The collection continues to grow and presently includes 250,000+ cataloged books, pamphlets, atlases, maps, and microform titles. In addition, it offers over 600,000 photographs, 4,000+ manuscript archives, and a remarkable collection of Western fine art and prints to researchers across the world.
Our materials cover the range of years from the earliest explorations, Spanish land grants, and the gold rush era, to the present day. Both rare and current materials are constantly being acquired, either through purchase or gifts.
Our special collections include:
Our online collection of over 1.1 million items contains a selection of photographs, maps, broadsides, architectural drawings and other documents chronicling the people, places, and events that shaped the settlement and growth of the Western United States.

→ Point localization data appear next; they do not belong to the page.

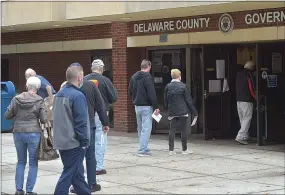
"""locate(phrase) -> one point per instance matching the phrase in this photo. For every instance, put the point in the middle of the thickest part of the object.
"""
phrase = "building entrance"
(219, 68)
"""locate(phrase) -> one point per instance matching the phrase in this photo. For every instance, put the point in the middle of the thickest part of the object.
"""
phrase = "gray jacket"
(27, 110)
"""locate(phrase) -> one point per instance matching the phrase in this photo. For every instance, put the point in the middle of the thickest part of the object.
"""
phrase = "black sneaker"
(101, 172)
(20, 192)
(31, 193)
(72, 190)
(95, 188)
(243, 142)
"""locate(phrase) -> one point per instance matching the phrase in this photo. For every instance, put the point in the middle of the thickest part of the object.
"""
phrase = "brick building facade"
(126, 57)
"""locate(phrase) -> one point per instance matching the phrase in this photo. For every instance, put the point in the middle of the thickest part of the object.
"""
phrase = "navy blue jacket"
(71, 127)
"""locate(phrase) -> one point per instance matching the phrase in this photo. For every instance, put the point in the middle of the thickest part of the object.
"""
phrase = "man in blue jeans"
(71, 132)
(142, 90)
(95, 104)
(109, 95)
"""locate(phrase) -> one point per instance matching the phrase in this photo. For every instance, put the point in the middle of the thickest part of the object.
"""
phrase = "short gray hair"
(30, 73)
(33, 83)
(249, 65)
(97, 65)
(73, 71)
(145, 64)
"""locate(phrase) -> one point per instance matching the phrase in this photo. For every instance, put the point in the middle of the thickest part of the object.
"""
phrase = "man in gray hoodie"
(71, 132)
(27, 110)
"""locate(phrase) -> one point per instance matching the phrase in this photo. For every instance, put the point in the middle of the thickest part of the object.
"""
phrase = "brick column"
(124, 118)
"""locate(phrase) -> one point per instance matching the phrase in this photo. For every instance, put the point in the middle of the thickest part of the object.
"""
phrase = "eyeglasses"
(75, 64)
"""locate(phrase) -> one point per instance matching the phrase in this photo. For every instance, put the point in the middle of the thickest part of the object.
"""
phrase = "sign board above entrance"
(171, 25)
(225, 22)
(265, 17)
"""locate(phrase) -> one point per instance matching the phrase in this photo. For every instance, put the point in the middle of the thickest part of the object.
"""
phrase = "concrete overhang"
(47, 15)
(185, 9)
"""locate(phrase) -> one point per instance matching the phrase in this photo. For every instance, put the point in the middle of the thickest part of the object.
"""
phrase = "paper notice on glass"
(225, 85)
(103, 139)
(156, 117)
(194, 121)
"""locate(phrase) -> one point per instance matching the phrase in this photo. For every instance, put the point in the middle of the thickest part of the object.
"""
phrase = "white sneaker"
(187, 152)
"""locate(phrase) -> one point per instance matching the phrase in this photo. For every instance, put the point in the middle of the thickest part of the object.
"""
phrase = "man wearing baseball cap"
(109, 94)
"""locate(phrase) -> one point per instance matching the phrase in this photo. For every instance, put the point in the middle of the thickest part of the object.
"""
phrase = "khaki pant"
(48, 110)
(245, 111)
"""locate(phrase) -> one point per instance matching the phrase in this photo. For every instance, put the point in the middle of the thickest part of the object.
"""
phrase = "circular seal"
(165, 69)
(264, 74)
(226, 23)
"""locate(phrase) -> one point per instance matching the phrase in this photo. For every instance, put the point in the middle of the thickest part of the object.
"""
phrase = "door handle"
(205, 94)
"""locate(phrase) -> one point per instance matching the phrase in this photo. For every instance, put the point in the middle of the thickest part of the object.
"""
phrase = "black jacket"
(105, 85)
(177, 99)
(94, 103)
(243, 89)
(142, 90)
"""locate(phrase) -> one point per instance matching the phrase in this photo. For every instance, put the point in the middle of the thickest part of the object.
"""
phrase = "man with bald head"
(71, 130)
(46, 89)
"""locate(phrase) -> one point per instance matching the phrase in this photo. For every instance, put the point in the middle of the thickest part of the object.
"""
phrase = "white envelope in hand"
(194, 121)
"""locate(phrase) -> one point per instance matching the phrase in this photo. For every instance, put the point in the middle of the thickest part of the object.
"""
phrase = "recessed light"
(126, 18)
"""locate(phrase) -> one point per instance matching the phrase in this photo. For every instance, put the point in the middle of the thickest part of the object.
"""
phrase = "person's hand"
(157, 112)
(106, 129)
(51, 101)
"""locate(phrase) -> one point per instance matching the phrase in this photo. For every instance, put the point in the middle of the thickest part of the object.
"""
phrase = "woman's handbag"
(46, 151)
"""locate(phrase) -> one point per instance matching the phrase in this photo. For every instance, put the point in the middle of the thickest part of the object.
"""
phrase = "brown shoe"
(101, 172)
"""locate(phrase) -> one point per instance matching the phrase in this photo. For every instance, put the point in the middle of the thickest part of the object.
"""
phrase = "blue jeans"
(73, 173)
(100, 147)
(90, 160)
(26, 142)
(144, 122)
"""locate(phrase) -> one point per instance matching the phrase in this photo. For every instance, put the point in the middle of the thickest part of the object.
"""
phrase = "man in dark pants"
(109, 95)
(95, 104)
(71, 132)
(178, 101)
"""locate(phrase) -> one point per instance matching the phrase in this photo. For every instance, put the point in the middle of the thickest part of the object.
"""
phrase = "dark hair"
(73, 71)
(145, 64)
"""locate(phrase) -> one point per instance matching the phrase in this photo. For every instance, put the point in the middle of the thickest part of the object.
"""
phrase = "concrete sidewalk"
(214, 168)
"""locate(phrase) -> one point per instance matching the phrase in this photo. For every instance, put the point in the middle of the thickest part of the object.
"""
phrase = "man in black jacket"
(245, 96)
(141, 88)
(94, 104)
(109, 95)
(178, 101)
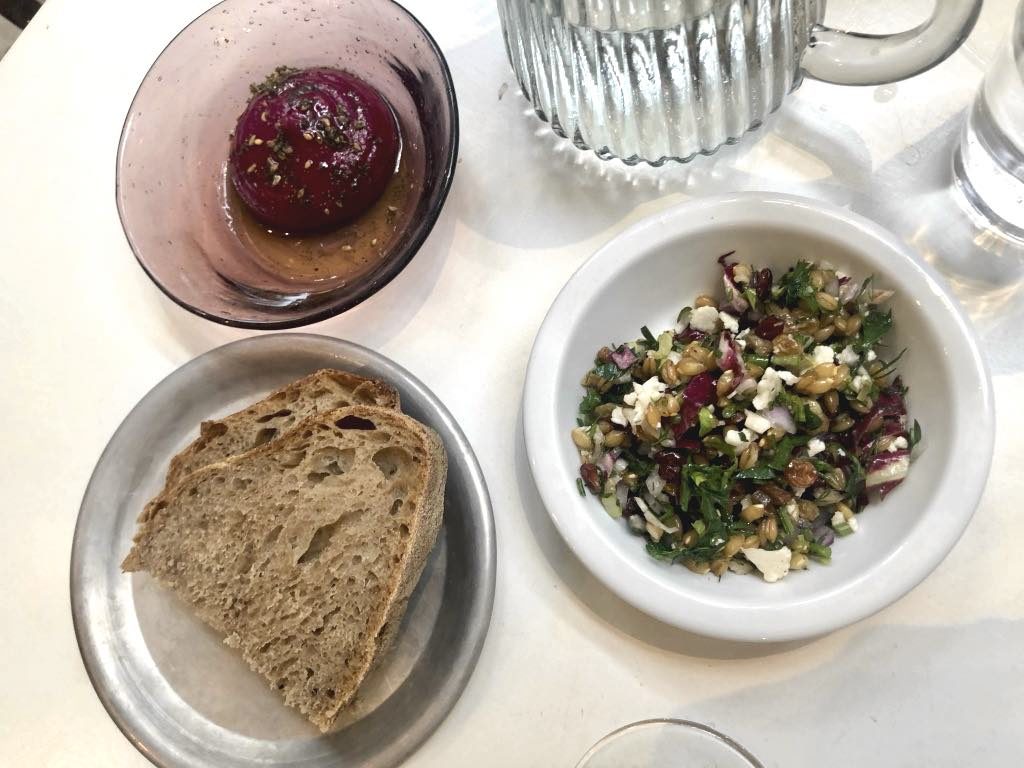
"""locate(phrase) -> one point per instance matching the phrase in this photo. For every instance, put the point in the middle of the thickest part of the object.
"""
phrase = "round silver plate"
(180, 695)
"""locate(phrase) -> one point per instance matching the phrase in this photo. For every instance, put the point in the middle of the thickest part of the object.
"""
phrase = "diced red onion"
(730, 357)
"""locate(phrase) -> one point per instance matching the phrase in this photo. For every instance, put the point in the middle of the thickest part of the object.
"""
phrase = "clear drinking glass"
(656, 80)
(988, 166)
(667, 743)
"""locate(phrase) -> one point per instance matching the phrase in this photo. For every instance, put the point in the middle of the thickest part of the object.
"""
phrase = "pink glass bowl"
(183, 220)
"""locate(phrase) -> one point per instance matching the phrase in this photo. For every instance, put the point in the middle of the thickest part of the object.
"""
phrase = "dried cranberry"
(593, 477)
(762, 284)
(669, 463)
(770, 327)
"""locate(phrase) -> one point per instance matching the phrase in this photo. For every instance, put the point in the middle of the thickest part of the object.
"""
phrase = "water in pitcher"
(989, 164)
(656, 80)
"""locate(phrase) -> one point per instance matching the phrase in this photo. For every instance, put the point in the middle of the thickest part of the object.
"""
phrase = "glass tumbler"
(656, 80)
(667, 743)
(988, 166)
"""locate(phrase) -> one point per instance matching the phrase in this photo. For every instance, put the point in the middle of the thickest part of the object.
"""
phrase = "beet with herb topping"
(313, 148)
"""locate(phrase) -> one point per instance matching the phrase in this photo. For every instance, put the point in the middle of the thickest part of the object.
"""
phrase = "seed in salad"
(763, 424)
(753, 512)
(583, 439)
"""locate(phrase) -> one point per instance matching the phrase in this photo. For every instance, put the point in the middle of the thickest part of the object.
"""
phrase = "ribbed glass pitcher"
(656, 80)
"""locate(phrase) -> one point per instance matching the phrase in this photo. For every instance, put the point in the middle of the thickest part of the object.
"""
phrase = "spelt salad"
(752, 434)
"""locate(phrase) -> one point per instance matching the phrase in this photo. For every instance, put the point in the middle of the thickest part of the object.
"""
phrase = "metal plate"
(179, 694)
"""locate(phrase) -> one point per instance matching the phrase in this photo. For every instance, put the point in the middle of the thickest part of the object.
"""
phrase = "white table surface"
(935, 680)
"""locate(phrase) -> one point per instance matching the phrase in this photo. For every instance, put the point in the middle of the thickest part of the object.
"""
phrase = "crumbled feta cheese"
(861, 381)
(705, 318)
(787, 378)
(821, 354)
(769, 385)
(757, 423)
(848, 356)
(899, 443)
(744, 386)
(642, 396)
(773, 565)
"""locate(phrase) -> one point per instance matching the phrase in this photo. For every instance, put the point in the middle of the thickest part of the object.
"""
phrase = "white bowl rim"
(766, 623)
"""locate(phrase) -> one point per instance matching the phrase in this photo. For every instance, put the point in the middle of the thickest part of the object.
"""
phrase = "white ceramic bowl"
(644, 276)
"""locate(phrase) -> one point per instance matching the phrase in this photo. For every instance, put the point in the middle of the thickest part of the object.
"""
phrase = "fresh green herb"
(890, 367)
(793, 363)
(784, 450)
(786, 522)
(757, 359)
(756, 473)
(272, 82)
(607, 371)
(587, 406)
(875, 326)
(854, 478)
(718, 443)
(819, 552)
(795, 286)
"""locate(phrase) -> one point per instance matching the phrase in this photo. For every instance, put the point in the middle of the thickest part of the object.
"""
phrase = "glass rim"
(685, 724)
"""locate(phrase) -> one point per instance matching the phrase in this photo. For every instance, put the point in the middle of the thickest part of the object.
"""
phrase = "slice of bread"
(303, 552)
(264, 421)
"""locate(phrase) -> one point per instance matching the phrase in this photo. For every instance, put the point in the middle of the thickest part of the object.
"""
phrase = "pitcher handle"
(855, 58)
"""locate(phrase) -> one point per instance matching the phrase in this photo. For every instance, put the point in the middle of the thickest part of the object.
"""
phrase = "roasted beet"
(313, 148)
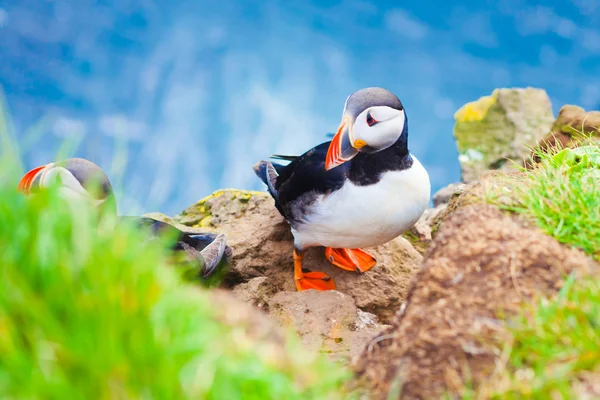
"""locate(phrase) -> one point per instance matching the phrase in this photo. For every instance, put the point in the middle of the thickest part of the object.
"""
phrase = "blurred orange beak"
(341, 149)
(26, 181)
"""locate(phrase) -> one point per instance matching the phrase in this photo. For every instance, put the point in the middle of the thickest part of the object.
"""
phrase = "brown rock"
(257, 291)
(480, 269)
(327, 321)
(496, 132)
(570, 129)
(262, 244)
(493, 186)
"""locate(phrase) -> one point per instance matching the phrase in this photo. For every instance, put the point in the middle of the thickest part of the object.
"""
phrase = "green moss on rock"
(504, 126)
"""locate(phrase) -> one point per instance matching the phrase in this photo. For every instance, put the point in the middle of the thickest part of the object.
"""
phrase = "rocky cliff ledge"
(431, 318)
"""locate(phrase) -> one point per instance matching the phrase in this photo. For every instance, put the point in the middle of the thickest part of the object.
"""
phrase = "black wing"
(306, 176)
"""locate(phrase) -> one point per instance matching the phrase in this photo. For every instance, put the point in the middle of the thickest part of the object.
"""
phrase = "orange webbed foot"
(310, 280)
(350, 259)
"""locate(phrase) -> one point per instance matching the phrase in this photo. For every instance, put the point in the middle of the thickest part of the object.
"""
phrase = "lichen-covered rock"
(326, 321)
(500, 127)
(263, 247)
(572, 126)
(481, 268)
(444, 195)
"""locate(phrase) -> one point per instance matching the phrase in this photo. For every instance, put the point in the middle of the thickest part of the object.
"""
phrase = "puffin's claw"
(350, 259)
(310, 280)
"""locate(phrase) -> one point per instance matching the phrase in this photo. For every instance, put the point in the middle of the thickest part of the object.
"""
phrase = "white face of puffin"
(373, 120)
(69, 186)
(377, 128)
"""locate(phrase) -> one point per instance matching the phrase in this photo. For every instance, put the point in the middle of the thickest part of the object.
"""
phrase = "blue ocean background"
(175, 99)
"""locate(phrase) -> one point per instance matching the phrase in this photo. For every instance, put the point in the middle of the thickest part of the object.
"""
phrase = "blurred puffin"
(361, 189)
(78, 178)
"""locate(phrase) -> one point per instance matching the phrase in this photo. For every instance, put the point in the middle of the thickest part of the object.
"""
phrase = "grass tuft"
(562, 196)
(554, 345)
(92, 310)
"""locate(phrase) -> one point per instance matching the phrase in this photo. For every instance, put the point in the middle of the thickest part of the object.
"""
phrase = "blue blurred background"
(175, 99)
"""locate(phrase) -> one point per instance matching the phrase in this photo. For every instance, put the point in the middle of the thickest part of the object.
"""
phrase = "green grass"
(90, 310)
(562, 197)
(554, 344)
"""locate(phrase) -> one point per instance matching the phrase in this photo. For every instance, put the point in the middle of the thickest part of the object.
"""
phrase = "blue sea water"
(175, 99)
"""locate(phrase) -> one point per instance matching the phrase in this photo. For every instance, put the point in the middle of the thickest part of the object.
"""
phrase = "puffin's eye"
(370, 120)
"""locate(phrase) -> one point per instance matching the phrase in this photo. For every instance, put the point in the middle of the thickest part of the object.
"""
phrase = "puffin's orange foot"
(350, 259)
(314, 280)
(310, 280)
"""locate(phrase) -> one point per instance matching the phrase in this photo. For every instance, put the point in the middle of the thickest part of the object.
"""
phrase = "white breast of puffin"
(365, 216)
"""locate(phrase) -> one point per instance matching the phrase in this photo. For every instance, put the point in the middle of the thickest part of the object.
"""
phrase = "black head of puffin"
(77, 177)
(374, 119)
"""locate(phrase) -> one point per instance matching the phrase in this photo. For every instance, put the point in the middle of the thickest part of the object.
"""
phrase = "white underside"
(365, 216)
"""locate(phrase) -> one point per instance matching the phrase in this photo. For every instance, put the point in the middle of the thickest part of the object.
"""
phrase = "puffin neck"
(366, 168)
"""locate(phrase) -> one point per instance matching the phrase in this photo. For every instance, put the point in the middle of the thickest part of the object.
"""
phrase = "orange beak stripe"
(334, 151)
(26, 181)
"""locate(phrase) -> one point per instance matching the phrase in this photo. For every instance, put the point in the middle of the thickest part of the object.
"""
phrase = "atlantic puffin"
(78, 178)
(361, 189)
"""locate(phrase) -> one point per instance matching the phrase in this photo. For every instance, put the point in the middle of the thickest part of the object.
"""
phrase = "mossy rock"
(494, 187)
(501, 127)
(573, 127)
(230, 203)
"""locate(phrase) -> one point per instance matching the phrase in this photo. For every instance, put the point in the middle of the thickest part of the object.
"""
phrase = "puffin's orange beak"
(27, 179)
(341, 149)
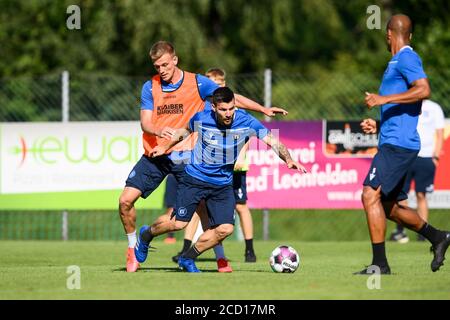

The work of many outstanding photographers is represented and the collection includes images of Native Americans, pioneers, railroads, mining, Denver and Colorado towns, Buffalo Bill’s Wild West Show, the 10th Mountain Division ski troops, the Rocky Mountain News, and many more. New images are continually being added.
Our Western History Subject Index, a unique, hand-compiled index of Colorado and Western periodicals, including the massive Rocky Mountain News, comprises some 650,000 digitized cards with citations from the 1850s to the 1990s.
Initiated by Malcolm Glenn Wyer, former head librarian at the Denver Public Library, the department was opened to the public in January of 1935.
The concept of this department grew out of the demands of writers and scholars who sought research materials on the Rocky Mountain West. Since Denver was the major metropolis in the region, it was deemed appropriate for the library to assemble comprehensive materials on the West, even though such a major regional collection was, and still is, unique in a public library.
The Western History Department merged with the Library’s Genealogy Department in 1995 when the Library expanded into the new Michael Graves building. Our collections were moved as well, into modern, temperature and humidity controlled vaults, with archivally-optimal infrastructure.
The staff of the Western History and Genealogy Department, well trained in historical and genealogical research, is available to assist scholars, authors, and all kinds of researchers, either in person or through correspondence.